In the case of the quantum Rényi entropy we also know its two limits:

\begin{equation} R_{0}(\rho)=\lim _{\alpha \rightarrow 0} R_{\alpha}(\rho)=\log \operatorname{rank}(\rho) \end{equation}

and

\begin{equation} R_{\infty}(\rho)=\lim _{\alpha \rightarrow \infty} R_{\alpha}(\rho)=-\log \|\rho\|. \end{equation}

I couldn't find anything similar for the quantum Tsallis case?

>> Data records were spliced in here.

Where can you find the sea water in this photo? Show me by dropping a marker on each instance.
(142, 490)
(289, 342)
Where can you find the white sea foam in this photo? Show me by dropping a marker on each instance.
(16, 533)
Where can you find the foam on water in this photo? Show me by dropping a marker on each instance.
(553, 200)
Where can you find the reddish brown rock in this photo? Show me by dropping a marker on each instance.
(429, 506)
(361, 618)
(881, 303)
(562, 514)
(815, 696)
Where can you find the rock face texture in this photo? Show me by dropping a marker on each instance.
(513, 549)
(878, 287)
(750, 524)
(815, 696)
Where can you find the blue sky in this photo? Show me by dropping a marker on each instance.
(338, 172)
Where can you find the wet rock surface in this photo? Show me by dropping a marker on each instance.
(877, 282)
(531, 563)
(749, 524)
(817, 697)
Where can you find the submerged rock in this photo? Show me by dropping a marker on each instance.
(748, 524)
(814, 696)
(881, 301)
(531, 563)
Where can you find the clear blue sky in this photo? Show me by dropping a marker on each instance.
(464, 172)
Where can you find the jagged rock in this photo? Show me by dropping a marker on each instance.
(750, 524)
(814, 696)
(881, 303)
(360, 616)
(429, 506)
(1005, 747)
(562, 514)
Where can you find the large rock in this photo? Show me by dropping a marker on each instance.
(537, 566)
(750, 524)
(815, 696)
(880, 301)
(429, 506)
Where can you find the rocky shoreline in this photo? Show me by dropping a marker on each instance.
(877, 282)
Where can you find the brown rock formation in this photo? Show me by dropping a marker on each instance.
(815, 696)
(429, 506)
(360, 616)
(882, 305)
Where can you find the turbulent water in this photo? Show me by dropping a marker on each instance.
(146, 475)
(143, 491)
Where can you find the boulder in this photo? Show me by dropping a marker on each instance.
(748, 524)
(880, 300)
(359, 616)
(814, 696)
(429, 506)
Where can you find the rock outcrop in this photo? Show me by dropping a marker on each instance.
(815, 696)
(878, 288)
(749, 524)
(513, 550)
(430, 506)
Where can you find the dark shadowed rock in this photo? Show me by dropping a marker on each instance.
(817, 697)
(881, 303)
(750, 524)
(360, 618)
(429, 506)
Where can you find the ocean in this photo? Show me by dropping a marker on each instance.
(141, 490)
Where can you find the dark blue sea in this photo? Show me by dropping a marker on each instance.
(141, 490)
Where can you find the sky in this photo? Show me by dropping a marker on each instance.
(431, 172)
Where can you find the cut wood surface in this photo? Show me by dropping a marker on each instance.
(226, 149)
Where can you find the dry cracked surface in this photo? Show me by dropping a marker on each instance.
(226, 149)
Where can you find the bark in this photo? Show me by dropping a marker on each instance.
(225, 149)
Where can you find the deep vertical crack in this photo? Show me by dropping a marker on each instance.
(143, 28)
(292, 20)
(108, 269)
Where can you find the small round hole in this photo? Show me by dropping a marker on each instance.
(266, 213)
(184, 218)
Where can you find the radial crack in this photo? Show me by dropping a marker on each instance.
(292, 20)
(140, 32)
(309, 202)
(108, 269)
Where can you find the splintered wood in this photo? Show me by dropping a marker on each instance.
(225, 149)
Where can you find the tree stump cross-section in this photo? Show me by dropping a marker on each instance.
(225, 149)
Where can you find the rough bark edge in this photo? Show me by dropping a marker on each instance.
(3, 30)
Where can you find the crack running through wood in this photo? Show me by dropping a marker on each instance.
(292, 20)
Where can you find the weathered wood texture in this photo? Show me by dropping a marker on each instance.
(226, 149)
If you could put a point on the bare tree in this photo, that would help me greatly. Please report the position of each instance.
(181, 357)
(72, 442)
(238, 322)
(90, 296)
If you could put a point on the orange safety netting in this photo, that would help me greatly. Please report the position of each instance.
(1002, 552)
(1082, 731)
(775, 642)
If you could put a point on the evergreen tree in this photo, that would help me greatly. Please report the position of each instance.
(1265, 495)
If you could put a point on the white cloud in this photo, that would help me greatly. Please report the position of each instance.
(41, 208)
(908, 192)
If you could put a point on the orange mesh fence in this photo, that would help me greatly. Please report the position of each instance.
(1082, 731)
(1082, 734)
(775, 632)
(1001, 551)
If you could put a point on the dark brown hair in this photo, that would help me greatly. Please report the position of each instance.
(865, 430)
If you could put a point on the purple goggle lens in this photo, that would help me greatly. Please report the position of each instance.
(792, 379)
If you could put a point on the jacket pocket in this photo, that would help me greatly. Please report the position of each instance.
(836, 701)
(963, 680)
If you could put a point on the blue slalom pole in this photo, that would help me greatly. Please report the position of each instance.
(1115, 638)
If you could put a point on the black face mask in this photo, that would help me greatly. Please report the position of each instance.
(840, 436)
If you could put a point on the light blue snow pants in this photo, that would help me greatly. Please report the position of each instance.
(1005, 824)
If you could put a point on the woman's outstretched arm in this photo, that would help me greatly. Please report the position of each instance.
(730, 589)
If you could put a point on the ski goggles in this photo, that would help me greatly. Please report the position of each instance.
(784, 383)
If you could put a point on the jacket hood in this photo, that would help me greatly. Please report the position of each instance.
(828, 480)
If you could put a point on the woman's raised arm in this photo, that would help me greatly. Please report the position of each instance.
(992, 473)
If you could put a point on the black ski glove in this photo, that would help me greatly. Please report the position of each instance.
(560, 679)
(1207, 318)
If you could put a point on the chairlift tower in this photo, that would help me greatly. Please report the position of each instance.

Is there something that is considered trivial?

Answer 1

Well for $q \to 0$ we have $$ \lim_{q \to 0} T_q(\rho) = \mathrm{rank}(\rho) - 1. $$ For $q \to \infty$ it's not really interesting as $$ \lim_{q \to \infty} T_{q}(\rho) = 0. $$ For the second result note $\lim_{q\to\infty} \mathrm{Tr}[\rho^q] \leq \lim_{q \to \infty} \mathrm{rank}(\rho)\lambda_{\max}(\rho)^q \leq 1$ as $\rho$ is a quantum state. And so the numerator is finite but the denominator blows up to $-\infty$.